Donor breastmilk versus infant formula for preterm infants
It is recognised that the health of preterm babies benefits greatly from the ingestion of their mothers own breastmilk due to a number of factors including the presence of active enzymes that enhance the maturation of the underdeveloped gut, anti-infective properties which protect the newborn from infection and earlier tolerance of full enteral feeding. As donor milk is usually provided by women who deliver at term, and is pasteurised, the authors argue that it cannot be presumed that it will have the same effect as mothers’ own breastmilk. The aim of this systematic review, therefore, was to compare the effects of pasteurised donor breast milk and infant formula in preterm infants.
Seven studies were found to comply with the inclusion criteria, although methodological weaknesses were present in all. Six looked at the impact of donor breastmilk on necrotizing entero-colitis (NEC) and the combined evidence from these studies suggests that donor milk reduces the risk of NEC by about 79%. The other main outcome measure of growth had mixed findings with more studies finding in favour of formula in terms of infant growth. One study however, tracked growth at 9 and 18 months and 7-8 years at which times no significant differences in a range of growth measurements were found. Importantly, this study found significantly slower growth in the donor milk group compared with the formula group during the early postnatal period.
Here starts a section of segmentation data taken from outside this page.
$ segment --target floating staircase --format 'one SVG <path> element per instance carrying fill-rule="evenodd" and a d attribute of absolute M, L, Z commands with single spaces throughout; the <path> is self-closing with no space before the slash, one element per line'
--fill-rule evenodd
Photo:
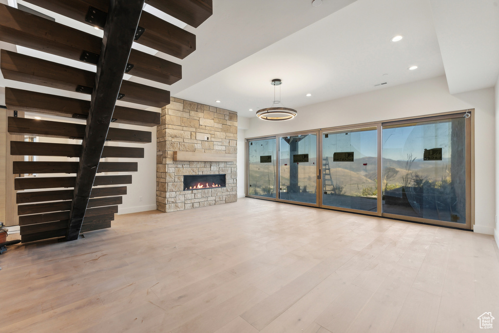
<path fill-rule="evenodd" d="M 151 142 L 151 128 L 160 114 L 116 106 L 117 100 L 161 108 L 170 92 L 123 80 L 124 73 L 171 85 L 182 78 L 175 62 L 132 49 L 133 42 L 184 59 L 196 50 L 196 36 L 149 12 L 144 0 L 25 0 L 52 12 L 104 30 L 104 38 L 0 4 L 0 40 L 80 62 L 77 68 L 6 50 L 0 50 L 4 78 L 90 95 L 90 100 L 5 88 L 9 110 L 74 119 L 86 124 L 10 117 L 14 135 L 81 140 L 74 144 L 11 141 L 10 154 L 79 158 L 78 162 L 13 162 L 17 214 L 23 242 L 64 237 L 109 228 L 132 182 L 130 174 L 102 172 L 137 171 L 136 162 L 101 162 L 106 158 L 140 159 L 144 149 L 112 146 L 113 142 Z M 146 0 L 145 2 L 197 27 L 213 12 L 212 0 Z M 84 63 L 96 65 L 96 71 Z M 27 86 L 32 86 L 27 85 Z M 138 125 L 146 130 L 110 127 Z M 146 129 L 145 128 L 144 129 Z M 155 130 L 154 130 L 155 131 Z M 105 145 L 106 142 L 110 144 Z M 50 174 L 76 175 L 58 176 Z"/>

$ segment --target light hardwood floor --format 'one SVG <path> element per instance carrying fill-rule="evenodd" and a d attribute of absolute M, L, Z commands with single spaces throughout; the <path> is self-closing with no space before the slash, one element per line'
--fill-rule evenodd
<path fill-rule="evenodd" d="M 254 199 L 117 215 L 0 256 L 0 332 L 499 332 L 498 258 L 491 236 Z"/>

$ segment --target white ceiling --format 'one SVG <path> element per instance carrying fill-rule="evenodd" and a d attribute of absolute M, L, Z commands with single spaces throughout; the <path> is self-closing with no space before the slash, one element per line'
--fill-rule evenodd
<path fill-rule="evenodd" d="M 271 106 L 274 78 L 283 81 L 284 106 L 298 110 L 444 74 L 452 93 L 495 84 L 497 0 L 357 0 L 343 7 L 347 2 L 214 0 L 213 15 L 193 30 L 204 46 L 184 61 L 172 95 L 253 117 Z M 276 27 L 269 17 L 287 24 Z M 390 41 L 399 34 L 402 40 Z M 408 70 L 412 65 L 419 68 Z"/>
<path fill-rule="evenodd" d="M 197 44 L 185 59 L 134 43 L 134 48 L 181 64 L 181 80 L 168 86 L 126 78 L 248 117 L 271 106 L 274 78 L 283 81 L 284 106 L 298 111 L 444 74 L 453 94 L 492 87 L 499 75 L 498 1 L 323 0 L 321 6 L 313 7 L 312 0 L 213 0 L 211 17 L 196 29 L 185 28 L 196 35 Z M 63 24 L 102 33 L 51 16 Z M 391 42 L 397 34 L 404 39 Z M 60 61 L 46 54 L 42 57 Z M 408 70 L 413 65 L 419 68 Z M 0 78 L 0 86 L 11 86 L 4 83 L 8 81 Z M 312 96 L 305 97 L 308 93 Z"/>

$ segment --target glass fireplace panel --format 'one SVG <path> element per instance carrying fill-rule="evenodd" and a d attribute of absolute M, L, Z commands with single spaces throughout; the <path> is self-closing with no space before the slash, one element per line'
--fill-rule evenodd
<path fill-rule="evenodd" d="M 248 194 L 275 197 L 275 139 L 250 141 Z"/>
<path fill-rule="evenodd" d="M 279 139 L 279 198 L 317 203 L 317 135 Z"/>
<path fill-rule="evenodd" d="M 184 190 L 226 187 L 225 174 L 186 174 L 184 176 Z"/>

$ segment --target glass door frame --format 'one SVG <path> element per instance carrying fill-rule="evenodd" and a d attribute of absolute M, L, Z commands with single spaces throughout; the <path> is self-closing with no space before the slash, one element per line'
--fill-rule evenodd
<path fill-rule="evenodd" d="M 325 209 L 333 209 L 341 211 L 345 211 L 353 213 L 358 213 L 364 215 L 370 215 L 388 218 L 393 218 L 402 221 L 408 221 L 415 222 L 417 223 L 422 223 L 426 224 L 433 225 L 448 226 L 458 229 L 471 230 L 473 229 L 475 225 L 475 120 L 474 120 L 474 109 L 467 110 L 461 110 L 448 112 L 443 112 L 433 115 L 426 115 L 417 116 L 414 117 L 405 117 L 393 119 L 391 120 L 382 121 L 378 122 L 371 122 L 369 123 L 364 123 L 361 124 L 353 124 L 349 125 L 343 125 L 340 126 L 334 126 L 326 128 L 320 128 L 316 130 L 311 130 L 309 131 L 303 131 L 300 132 L 289 132 L 282 134 L 274 135 L 264 136 L 261 137 L 256 137 L 253 138 L 247 138 L 245 139 L 246 154 L 246 166 L 245 170 L 245 191 L 246 196 L 249 197 L 256 198 L 263 200 L 269 200 L 278 202 L 285 202 L 289 203 L 294 203 L 301 205 L 309 206 L 312 207 L 318 207 Z M 448 222 L 442 221 L 441 220 L 433 220 L 431 219 L 424 218 L 421 217 L 416 217 L 406 215 L 396 215 L 394 214 L 383 213 L 383 182 L 380 181 L 382 179 L 383 172 L 383 154 L 382 154 L 382 130 L 383 126 L 393 126 L 394 125 L 404 125 L 411 123 L 418 123 L 425 122 L 430 122 L 432 121 L 448 120 L 452 118 L 462 117 L 468 113 L 470 116 L 467 119 L 469 121 L 466 122 L 466 222 L 465 223 L 459 223 L 457 222 Z M 377 201 L 376 212 L 370 212 L 365 210 L 355 209 L 351 208 L 346 208 L 341 207 L 334 207 L 322 204 L 322 148 L 323 140 L 322 135 L 325 133 L 329 133 L 337 131 L 345 131 L 348 130 L 359 129 L 362 128 L 374 128 L 376 127 L 377 129 L 377 178 L 378 178 L 378 188 L 377 188 Z M 276 176 L 275 180 L 275 188 L 279 188 L 280 182 L 280 172 L 279 166 L 280 164 L 280 154 L 279 151 L 279 142 L 281 138 L 290 136 L 300 135 L 308 134 L 315 134 L 317 137 L 317 198 L 316 204 L 307 204 L 304 202 L 299 202 L 288 200 L 284 200 L 278 198 L 278 192 L 276 190 L 276 197 L 263 197 L 255 196 L 249 194 L 249 184 L 248 184 L 248 173 L 249 172 L 249 142 L 259 140 L 265 140 L 268 139 L 275 139 L 276 154 L 277 156 L 276 158 Z M 319 165 L 320 163 L 320 165 Z M 320 166 L 320 167 L 319 167 Z"/>
<path fill-rule="evenodd" d="M 319 175 L 319 162 L 320 160 L 320 156 L 322 156 L 322 153 L 320 153 L 319 151 L 319 143 L 318 142 L 318 137 L 319 137 L 318 130 L 315 131 L 303 131 L 302 132 L 291 132 L 289 133 L 284 133 L 283 134 L 279 134 L 275 136 L 275 143 L 277 144 L 277 158 L 276 159 L 277 161 L 277 176 L 276 177 L 276 190 L 275 193 L 277 194 L 276 201 L 279 201 L 279 202 L 285 202 L 287 203 L 294 203 L 303 206 L 309 206 L 310 207 L 319 207 L 320 202 L 319 201 L 319 194 L 320 193 L 320 190 L 321 187 L 319 187 L 319 184 L 320 184 L 320 176 Z M 315 137 L 317 138 L 315 142 L 315 156 L 316 156 L 316 163 L 315 163 L 315 203 L 309 203 L 307 202 L 302 202 L 301 201 L 295 201 L 292 200 L 286 200 L 285 199 L 281 199 L 279 197 L 279 194 L 280 192 L 280 151 L 279 149 L 280 148 L 279 143 L 280 142 L 280 139 L 281 138 L 285 138 L 286 137 L 294 137 L 298 135 L 306 135 L 307 134 L 313 134 L 315 135 Z M 319 155 L 319 153 L 320 155 Z M 290 161 L 290 164 L 291 162 Z"/>
<path fill-rule="evenodd" d="M 467 110 L 468 112 L 468 110 Z M 392 126 L 394 125 L 408 125 L 411 124 L 420 124 L 422 123 L 431 122 L 438 120 L 448 120 L 454 118 L 459 118 L 465 116 L 466 112 L 452 113 L 445 115 L 437 115 L 429 117 L 421 117 L 419 118 L 410 118 L 405 120 L 397 120 L 391 122 L 386 122 L 382 124 L 382 126 Z M 470 117 L 470 121 L 465 122 L 465 138 L 466 153 L 466 222 L 465 223 L 460 223 L 457 222 L 442 221 L 441 220 L 434 220 L 424 217 L 410 216 L 408 215 L 399 215 L 391 213 L 383 213 L 382 216 L 398 220 L 405 220 L 428 224 L 435 224 L 443 226 L 452 227 L 460 229 L 473 229 L 475 224 L 475 179 L 473 175 L 475 174 L 475 152 L 473 150 L 474 141 L 473 129 L 474 128 L 474 117 L 472 113 Z M 379 145 L 381 147 L 381 145 Z M 380 147 L 378 147 L 379 149 Z M 381 159 L 382 160 L 382 158 Z M 378 191 L 379 190 L 378 189 Z"/>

The authors suggest that further research is needed to confirm their findings and measure the effect of donor breast milk that is fortified or given as a supplement to mother’s own milk.
In response to the Boyd paper (above) Williams et al make a number of useful comments in a perspective published in the same journal.
- Given the incidence of preterm birth, the paucity of data in this area is disappointing. Despite this Boyd et al were able to clearly demonstrate that formula-fed very low birthweight babies are at significantly increased risk of necrotising enterocolitis (NEC) compared with those fed exclusively on breast milk.
- The ongoing high incidence of NEC and related mortality and severity of morbidity among survivors make this finding important. The recent eleventh annual report of the British Paediatric Surveillance Unit cited an incidence of 2.1/1000 neonatal unit admissions, 65% of whom weighed under 1500 g at birth. Overall mortality was 22% but it was significantly lower in those fed human milk compared with those fed on formula (5% v 26%, p<0.05).
- Remarkably, despite large differences in early rates of growth seen in the neonatal unit, no anthropometric differences were observed at school age, even in the group fed donor breast milk as sole diet.¹
- They recommend setting up a national network of milk banks as this would enable greater cost-effectiveness and quality control together with affording the opportunity for further research into this important area.
¹ Morley R, Lucas A. Randomised diet in the neonatal period and growth performance until 7.5–8 y of age in preterm children. Am J Clin Nutr 2000;71:822–8.